The Mountain is loud, the Gironde is loud and deaf; all lips are foamy. With 'Permanent-Session of twenty-four hours,' with vote by roll-call, and a deadlift effort, the Gironde carries it: Marat is ordered to the Revolutionary Tribunal, to answer for that February Paragraph of Forestallers at the door-lintel, with other offences; and, after a little hesitation, he obeys.[1]

Thus is Danton's battle-pledge taken up; there is, as he said there would be, 'war without truce or treaty, ni trève ni composition.' Wherefore, close now with one another, Formula and Reality, in death-grips, and wrestle it out; both of you cannot live, but only one!

CHAPTER VIII

IN DEATH-GRIPS

It proves what strength, were it only of inertia, there is in established Formulas, what weakness in nascent Realities, and illustrates several things, that this death-wrestle should still have lasted some six weeks or more. National business, discussion of the Constitutional Act, for our Constitution should decidedly be got ready, proceeds along with it. We even change our Locality; we shift, on the Tenth of May, from the old Salle de Manége into our new Hall, in the Palace, once a King's but now the Republic's, of the Tuileries. Hope and ruth, flickering against despair and rage, still struggle in the minds of men.

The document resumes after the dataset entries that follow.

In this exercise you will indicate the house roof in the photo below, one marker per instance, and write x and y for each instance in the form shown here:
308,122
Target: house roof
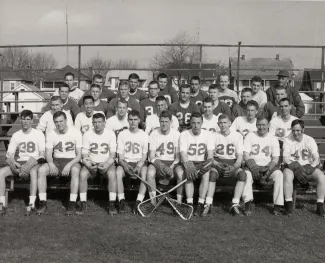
58,75
266,68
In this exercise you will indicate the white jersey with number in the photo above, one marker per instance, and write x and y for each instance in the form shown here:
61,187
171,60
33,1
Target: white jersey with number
113,123
261,149
28,144
165,145
212,124
196,146
84,123
301,152
98,146
46,122
241,125
64,144
280,128
132,145
227,147
152,122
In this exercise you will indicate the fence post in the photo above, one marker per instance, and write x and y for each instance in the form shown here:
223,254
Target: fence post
238,61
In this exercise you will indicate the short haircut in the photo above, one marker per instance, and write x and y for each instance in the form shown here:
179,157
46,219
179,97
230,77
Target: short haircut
285,99
224,116
134,113
208,100
95,86
26,113
162,76
296,122
123,101
87,97
161,98
195,78
98,116
64,85
59,114
166,114
124,83
97,76
256,79
246,90
252,103
55,98
133,76
196,115
69,74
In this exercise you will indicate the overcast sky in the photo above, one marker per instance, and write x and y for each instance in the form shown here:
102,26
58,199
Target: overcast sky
155,21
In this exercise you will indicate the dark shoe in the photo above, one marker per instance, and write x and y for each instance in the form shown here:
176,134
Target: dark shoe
206,210
288,208
82,208
198,209
320,210
71,208
122,207
276,210
30,209
112,209
248,208
42,208
234,210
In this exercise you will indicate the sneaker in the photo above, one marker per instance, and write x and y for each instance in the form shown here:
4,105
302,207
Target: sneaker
198,209
82,208
288,208
112,209
3,209
248,208
276,210
206,210
71,208
122,207
234,210
42,208
320,210
135,208
29,210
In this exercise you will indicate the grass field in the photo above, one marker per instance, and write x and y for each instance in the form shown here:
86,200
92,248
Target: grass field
97,237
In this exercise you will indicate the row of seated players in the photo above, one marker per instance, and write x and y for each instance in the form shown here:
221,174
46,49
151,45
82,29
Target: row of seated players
195,154
184,104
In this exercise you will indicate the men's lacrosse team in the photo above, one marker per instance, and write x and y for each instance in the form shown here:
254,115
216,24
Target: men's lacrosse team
194,139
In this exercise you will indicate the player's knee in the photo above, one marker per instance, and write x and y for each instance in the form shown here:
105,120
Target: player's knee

It is a most dark confused death-wrestle, this of the six weeks. Formalist frenzy against Realist frenzy; Patriotism, Egoism, Pride, Anger, Vanity, Hope and Despair, all raised to the frenetic pitch: Frenzy meets Frenzy, like dark clashing whirlwinds; neither understands the other; the weaker, one day, will understand that it is verily swept down! Girondism

  1. Moniteur (du 16 Avril 1793, et seqq.).